Помолчали. С улицы донесся шум дождя. Крупные капли застучали по оцинкованному наружному подоконнику, и вскоре дождь пошел частый, сплошной сеткой. Лисицын помрачнел, Чикин вздохнул:
— Вот тебе и сенокос…
— Да, дела неважные, — Лисицын подошел к окну.
Дождик шел, однако, недолго. Когда он прекратился, выглянуло солнце, плеснуло белым пламенем в окно и спряталось. Зашумел ветер, затрепал ветки березы, что росла через дорогу от дома. Лисицын вернулся к столу.
— Вас послушать, Еремей Кузьмич, так в те времена, когда вы руководили, куры несли золотые яйца…
— Хоть и не золотые, а несли. А сейчас кур вовсе не держат.
— В конце концов, куриной проблемы теперь нет. Построены мощные птицефабрики.
— Согласен, — сказал Чикин. — И я кур не держу. Между прочим, я их вывел да-а-вно. А дело было так.
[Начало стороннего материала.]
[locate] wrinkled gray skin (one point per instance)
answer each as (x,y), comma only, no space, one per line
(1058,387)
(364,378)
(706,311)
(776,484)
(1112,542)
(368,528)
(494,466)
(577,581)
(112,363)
Руководил я одно время заготконторой потребкооперации. Собрали нас в райкоме и давай просвещать. Так, мол, и так, в районном центре стала расти частнособственническая тенденция. Некоторые товарищи занялись материальным обрастанием. Председатель потребсоюза держит двух кабанов, уполномоченный заготовок — корову и телку, заведующий сберкассой — целый свинарник. И курятники в коммунальных квартирах завели: грязь, антисанитария…
Меня, правда, не назвали на том совещании, но я себе намотал на ус. Дома у нас, в сенях, курятник, а в нем пять кур с петухом. Пришел домой — и давай своих кур на улицу на плаху таскать, топором им рубить головы. Всех порешил. Жена ревет, а я знай машу топоришком, как палач на лобном месте. Вот как было. Прежде чем рубить, надо было подумать. Не так ли бывает в жизни, что рубим сплеча, не заботясь о последствиях? Вот и не стало у нас с женкой яичек, а по праздникам и курятины к столу. Опыт — великая вещь, скажу вам, Степан Артемьевич. А вы бывали в Залесье?
— В Залесье? Что-то не помню. Это где?
— Само название говорит: за лесом. Это за полями третьего отделения, за Прохоровкой. Туда теперь, поди, и дороги-то нет, заросла вся. Залесье, наверное, у вас вычеркнуто из плана землепользования, потому вы и не знаете. Там прежде была бригада колхоза «Путь Октября». Большая, дружная.
— А, — вспомнил Лисицын. — Я ведь туда однажды ездил. Там деревенька домов в десяток. А живут в одной избе какие-то старики.